GNOME Bugzilla – Bug 629945
GDBus deadlock in g_bus_get_sync()
Last modified: 2011-03-30 07:02:30 UTC
The problem from bug 627724 that was worked around in commit 0b74058f is still happening. I got a spin (with 100% CPU) on the /gdbus/connection/filter test while distchecking today.
+ Trace 223766
Ugh, need stack traces from all stacks I'm afraid - the trace in comment 0 doesn't show what's racing against what....
s/all stacks/all threads/ ...
(additionally, should really used a condition variable instead of busy-waiting)

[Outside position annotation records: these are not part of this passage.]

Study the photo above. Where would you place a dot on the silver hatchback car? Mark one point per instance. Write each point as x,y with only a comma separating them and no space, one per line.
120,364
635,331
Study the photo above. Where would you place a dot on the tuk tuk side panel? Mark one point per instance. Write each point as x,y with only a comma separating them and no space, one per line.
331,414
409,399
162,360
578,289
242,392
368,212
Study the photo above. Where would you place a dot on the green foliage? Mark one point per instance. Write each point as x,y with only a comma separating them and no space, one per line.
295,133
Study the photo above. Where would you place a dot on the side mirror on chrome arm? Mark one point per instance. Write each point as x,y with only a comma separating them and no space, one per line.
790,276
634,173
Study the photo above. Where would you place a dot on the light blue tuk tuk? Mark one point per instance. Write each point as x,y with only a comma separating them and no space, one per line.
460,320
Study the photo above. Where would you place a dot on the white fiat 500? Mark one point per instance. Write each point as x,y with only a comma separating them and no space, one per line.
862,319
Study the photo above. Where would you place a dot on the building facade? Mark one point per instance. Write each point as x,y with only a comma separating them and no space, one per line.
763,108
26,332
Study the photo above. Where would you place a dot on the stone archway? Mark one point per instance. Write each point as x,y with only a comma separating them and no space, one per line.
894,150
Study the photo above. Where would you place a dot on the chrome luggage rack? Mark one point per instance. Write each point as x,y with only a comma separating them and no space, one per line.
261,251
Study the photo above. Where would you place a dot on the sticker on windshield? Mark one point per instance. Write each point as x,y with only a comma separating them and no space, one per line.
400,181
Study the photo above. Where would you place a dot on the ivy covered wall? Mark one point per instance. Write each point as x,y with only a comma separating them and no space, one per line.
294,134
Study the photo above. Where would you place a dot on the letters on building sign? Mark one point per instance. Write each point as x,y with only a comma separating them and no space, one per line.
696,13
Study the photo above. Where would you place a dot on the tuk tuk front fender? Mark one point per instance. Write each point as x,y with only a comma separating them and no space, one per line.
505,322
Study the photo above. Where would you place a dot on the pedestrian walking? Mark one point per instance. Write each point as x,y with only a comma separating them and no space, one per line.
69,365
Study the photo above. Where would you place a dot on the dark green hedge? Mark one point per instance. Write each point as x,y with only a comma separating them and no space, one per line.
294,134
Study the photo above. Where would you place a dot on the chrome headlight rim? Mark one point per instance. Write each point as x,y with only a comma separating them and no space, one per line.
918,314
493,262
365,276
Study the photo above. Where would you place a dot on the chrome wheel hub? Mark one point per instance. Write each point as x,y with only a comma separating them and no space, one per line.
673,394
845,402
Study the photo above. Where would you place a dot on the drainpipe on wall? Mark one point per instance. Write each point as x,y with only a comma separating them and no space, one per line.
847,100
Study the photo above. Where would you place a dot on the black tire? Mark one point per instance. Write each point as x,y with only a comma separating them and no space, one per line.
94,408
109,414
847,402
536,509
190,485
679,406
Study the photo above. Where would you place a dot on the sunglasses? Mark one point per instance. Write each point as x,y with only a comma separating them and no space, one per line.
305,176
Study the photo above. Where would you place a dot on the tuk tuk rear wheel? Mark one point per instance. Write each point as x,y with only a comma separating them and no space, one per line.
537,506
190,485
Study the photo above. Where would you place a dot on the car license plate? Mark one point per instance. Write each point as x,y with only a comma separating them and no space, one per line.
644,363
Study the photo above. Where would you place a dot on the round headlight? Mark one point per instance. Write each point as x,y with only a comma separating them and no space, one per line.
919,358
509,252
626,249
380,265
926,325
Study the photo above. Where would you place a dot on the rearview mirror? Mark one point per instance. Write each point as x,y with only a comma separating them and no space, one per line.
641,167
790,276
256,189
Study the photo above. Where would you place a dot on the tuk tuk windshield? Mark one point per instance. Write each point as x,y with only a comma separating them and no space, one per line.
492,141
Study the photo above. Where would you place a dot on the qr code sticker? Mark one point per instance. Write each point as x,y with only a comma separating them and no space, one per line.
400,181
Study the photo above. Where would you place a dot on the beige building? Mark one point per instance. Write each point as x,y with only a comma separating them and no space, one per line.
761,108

i've seen very many crashes from this particular test executable, including a segfault inside libc's malloc(). i think some heap corruption could be to blame for all of this. meanwhile, i got another deadlock. here's two more backtraces from the same test executable. it appears that this happens inside of the fork() when creating the session bus: desrt 6328 0.0 0.0 105452 2504 pts/10 Sl+ 11:52 0:00 | \_ /home/desrt/code/glib/gio/tests/.libs/lt-gdbus-connection desrt 6343 0.0 0.0 29560 480 pts/10 S+ 11:52 0:00 | \_ /home/desrt/code/glib/gio/tests/.libs/lt-gdbus-connection procss 6328 trace:
+ Trace 223862
Thread 2 (Thread 0x7f61155f1710 (LWP 6347))

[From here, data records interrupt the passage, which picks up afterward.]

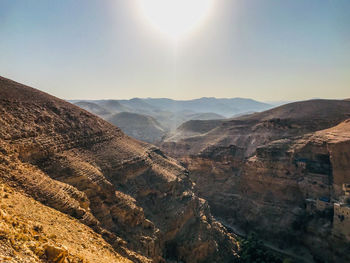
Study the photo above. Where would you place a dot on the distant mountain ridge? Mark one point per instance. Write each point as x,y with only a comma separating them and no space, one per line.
168,113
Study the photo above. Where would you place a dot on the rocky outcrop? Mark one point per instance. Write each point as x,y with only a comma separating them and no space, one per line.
141,127
279,173
140,201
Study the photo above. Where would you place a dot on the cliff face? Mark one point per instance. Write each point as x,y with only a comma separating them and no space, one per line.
275,173
137,199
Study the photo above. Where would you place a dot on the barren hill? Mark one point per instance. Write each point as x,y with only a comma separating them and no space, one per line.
251,131
82,170
141,127
282,173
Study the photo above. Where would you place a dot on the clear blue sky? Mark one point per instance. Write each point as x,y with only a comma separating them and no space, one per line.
262,49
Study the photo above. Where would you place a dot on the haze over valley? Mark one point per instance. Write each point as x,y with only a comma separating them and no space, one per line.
175,131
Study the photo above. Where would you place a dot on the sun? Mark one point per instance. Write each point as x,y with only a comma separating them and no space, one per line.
175,17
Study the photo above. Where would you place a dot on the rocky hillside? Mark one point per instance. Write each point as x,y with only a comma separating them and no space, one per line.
282,173
75,184
141,127
251,131
169,114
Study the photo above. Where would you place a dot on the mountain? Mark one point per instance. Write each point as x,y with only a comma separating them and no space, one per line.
225,107
169,114
282,173
253,130
93,108
141,127
76,188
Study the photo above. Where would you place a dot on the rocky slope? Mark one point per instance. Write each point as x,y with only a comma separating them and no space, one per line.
280,173
83,169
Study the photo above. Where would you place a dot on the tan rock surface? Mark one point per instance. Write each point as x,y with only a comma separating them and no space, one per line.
140,201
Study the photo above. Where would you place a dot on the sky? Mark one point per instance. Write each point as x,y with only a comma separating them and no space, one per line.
268,50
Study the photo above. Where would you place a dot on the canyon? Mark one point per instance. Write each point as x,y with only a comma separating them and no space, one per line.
74,188
282,173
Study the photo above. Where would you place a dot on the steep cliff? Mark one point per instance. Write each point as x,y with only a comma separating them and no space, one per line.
138,200
280,173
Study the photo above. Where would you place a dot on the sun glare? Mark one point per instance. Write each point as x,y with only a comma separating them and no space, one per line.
175,17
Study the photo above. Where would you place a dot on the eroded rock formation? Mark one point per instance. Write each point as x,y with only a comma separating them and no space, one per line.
280,173
140,201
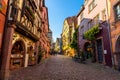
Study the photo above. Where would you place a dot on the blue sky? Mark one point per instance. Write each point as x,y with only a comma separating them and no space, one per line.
58,10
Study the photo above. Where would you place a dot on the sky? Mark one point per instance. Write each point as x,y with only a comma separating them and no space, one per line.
58,10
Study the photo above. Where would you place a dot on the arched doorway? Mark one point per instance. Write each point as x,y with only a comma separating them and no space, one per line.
117,51
87,50
17,55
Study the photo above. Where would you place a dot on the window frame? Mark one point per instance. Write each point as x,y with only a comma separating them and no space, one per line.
92,5
115,11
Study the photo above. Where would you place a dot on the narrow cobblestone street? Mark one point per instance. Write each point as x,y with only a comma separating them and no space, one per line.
64,68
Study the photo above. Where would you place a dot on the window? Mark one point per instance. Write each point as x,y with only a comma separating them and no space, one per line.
0,3
81,17
92,5
89,24
117,11
104,15
96,19
82,30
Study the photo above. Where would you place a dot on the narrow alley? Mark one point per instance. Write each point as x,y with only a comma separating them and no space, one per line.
64,68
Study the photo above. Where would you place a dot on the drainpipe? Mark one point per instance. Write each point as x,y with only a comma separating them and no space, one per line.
108,21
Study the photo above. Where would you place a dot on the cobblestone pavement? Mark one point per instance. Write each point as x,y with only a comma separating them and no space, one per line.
64,68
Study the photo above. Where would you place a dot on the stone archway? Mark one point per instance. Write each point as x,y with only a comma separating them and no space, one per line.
117,51
17,58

Should be fixed with http://git.gnome.org/browse/glib/commit/?id=f0b04acfd31b768151a88db3f8d3347f55b2a7b3 The root problem fixed by this commit was that the worker would issue callbacks on an already finalized connection. This wouldn't happen very often, in fact only sporadically. I can now run ./gdbus-connection in a continuous loop without any problems, like this $ while true; do .libs/lt-gdbus-connection || break; done Btw, note that the slow tests (/gdbus/connection/{flush,large_message}) are now in ./gdbus-connection-slow as per commit this commit http://git.gnome.org/browse/glib/commit/?id=1f6a9f1e2d2ebc5f37e7c526344d7aa26cee148d I'm still seeing a few (and extremely very rare) failures such as /gdbus/connection/basic: OK /gdbus/connection/life-cycle: ** ERROR:gdbus-connection.c:223:test_connection_life_cycle: assertion failed: (!quit_mainloop_fired) cleaning up bus with pid 21794 Aborted (core dumped) which I'm investigating right now... (I think this one is due to the test using a 1sec timeout - might not be enough...).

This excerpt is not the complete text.